New Ideas Sharpen Focus for Greener Aircraft


Leaner, greener flying machines for the year 2025 are on the drawing boards of three industry teams under contract to the NASA Aeronautics Research Mission Directorate's Environmentally Responsible Aviation Project.

Teams from The Boeing Company in Huntington Beach, Calif., Lockheed Martin in Palmdale, Calif., and Northrop Grumman in El Segundo, Calif., have spent the last year studying how to meet NASA goals to develop technology that would allow future aircraft to burn 50 percent less fuel than aircraft that entered service in 1998 (the baseline for the study), with 75 percent fewer harmful emissions; and to shrink the size of geographic areas affected by objectionable airport noise by 83 percent.

"The real challenge is we want to accomplish all these things simultaneously," said ERA project manager Fay Collier. "It's never been done before. We looked at some very difficult metrics and tried to push all those metrics down at the same time."

So NASA put that challenge to industry awarding a little less than $11 million to the three teams to assess what kinds of aircraft designs and technologies could help meet the goals. The companies have just given NASA their results.

"We'll be digesting the three studies and we'll be looking into what to do next," said Collier.

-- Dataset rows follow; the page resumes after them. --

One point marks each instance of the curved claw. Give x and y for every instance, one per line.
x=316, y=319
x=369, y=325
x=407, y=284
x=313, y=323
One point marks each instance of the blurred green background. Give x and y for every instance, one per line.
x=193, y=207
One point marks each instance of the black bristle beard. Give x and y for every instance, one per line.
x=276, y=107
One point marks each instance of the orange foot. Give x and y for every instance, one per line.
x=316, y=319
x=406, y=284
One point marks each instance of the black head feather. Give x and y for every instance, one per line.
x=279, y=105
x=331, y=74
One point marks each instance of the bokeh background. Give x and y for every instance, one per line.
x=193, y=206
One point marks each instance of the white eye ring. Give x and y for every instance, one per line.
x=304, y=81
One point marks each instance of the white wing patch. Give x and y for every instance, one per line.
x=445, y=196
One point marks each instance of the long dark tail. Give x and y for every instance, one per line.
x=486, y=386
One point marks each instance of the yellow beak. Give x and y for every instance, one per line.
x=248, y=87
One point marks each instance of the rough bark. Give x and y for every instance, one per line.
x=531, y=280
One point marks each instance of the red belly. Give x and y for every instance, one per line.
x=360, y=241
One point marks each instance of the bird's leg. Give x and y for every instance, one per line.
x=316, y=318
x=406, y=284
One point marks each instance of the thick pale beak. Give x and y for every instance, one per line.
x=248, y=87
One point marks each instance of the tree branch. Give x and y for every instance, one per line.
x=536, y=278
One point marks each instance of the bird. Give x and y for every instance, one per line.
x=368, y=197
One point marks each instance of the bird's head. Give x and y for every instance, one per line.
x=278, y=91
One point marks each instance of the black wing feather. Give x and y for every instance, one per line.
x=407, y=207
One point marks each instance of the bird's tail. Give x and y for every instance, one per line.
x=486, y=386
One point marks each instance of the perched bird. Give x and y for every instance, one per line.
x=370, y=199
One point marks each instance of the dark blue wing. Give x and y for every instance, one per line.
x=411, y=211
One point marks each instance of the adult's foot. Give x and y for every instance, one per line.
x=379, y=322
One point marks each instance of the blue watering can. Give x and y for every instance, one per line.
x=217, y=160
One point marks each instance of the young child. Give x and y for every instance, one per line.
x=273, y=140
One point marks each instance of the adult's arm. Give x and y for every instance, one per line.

Boeing's advanced vehicle concept centers around the company's now familiar blended wing body design as seen in the sub-scale remotely piloted X-48, which has been wind tunnel tested at NASA's Langley Research Center and flown at NASA's Dryden Flight Research Center. One thing that makes this concept different from current airplanes is the placement of its Pratt & Whitney geared turbofan engines.

The engines are on top of the plane's back end, flanked by two vertical tails to shield people on the ground from engine noise. The aircraft also would feature an advanced lightweight, damage tolerant, composite structure; technologies for reducing airframe noise; advanced flight controls; hybrid laminar flow control, which means surfaces designed to reduce drag; and long-span wings which improve fuel efficiency.